Вечером я позвонил на переговорный пункт Менорки и попросил передать Флор, что приеду на следующий день.
7
Жизнь на Менорке была такая же, как до поездки в Лондон, вот только я стал другим. Как будто судорожные перемещения из страны в страну заразили меня вирусом беспокойства, и меня тяготили теперь монотонность и отсутствие впечатлений, я стал нервным и раздражительным. Успокоившись и придя в себя за первые дни, я стал замечать, что небрежная медлительность Флор постепенно становится мне неприятна, а нелюбознательность наших друзей все чаще вызывает желание обрушить на них всевозможную информацию, расспросить обо всем на свете, в общем, попытаться расшевелить, встряхнуть их. Флор спрашивала: «Что с тобой, Ливио?», я не знал, как ей ответить, и грустил, видя в ее глазах непонимание. Я пытался настроиться на прежний лад и жить, как жил здесь годами в нашем деревенском домике, но когда мне казалось, что все вернулось на круги своя, я вновь вспоминал про Мизию и Марко, которые неизвестно где и у которых что-то происходит, во мне опять вспыхивало беспокойство, и я ничего не мог с этим поделать.

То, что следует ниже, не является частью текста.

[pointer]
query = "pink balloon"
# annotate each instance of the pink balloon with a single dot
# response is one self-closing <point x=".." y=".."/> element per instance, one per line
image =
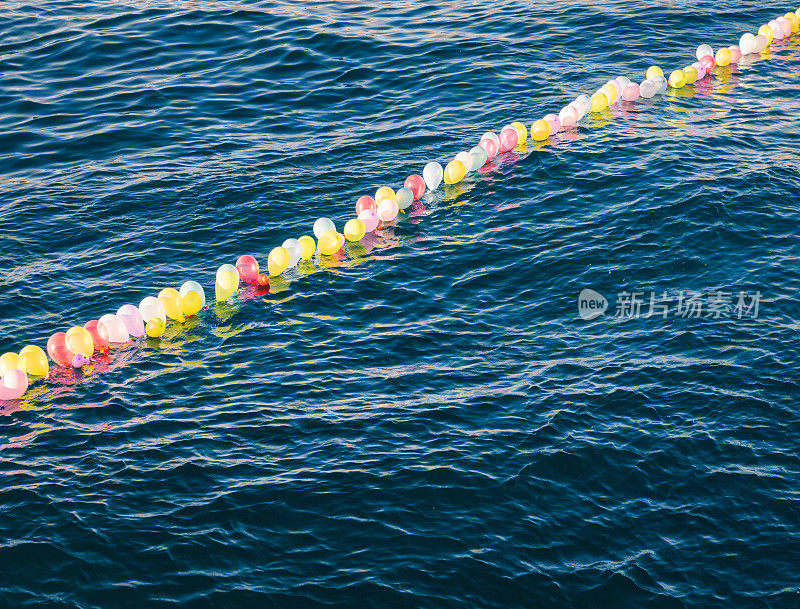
<point x="416" y="185"/>
<point x="509" y="137"/>
<point x="554" y="122"/>
<point x="370" y="219"/>
<point x="13" y="385"/>
<point x="248" y="269"/>
<point x="631" y="92"/>
<point x="132" y="318"/>
<point x="490" y="147"/>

Я часами гулял как одержимый, вставал посреди ночи и писал что-то невообразимое: странные формы, дикие краски; потом я прятал неоконченную картину в угол. Флор приносила мне свои травяные отвары, а я тут же заявлял ей: «Нет, спасибо», хотя она даже не успевала ко мне подойти; она обижалась, а я говорил: «Ну, что за трагедия?». По вечерам я спрашивал ее, какие у нас планы, хотя прекрасно знал: мы с ней забрались так далеко как раз затем, чтобы не иметь никаких планов. Если она напевала какую-нибудь старую песенку, я говорил: «А поновее ничего не знаешь?», и таким раздраженным голосом, что она просто цепенела. Мне тут же становилось стыдно за себя, я понимал, что поступаю некрасиво, агрессивно, жестоко, но ничего с собой поделать все равно не мог.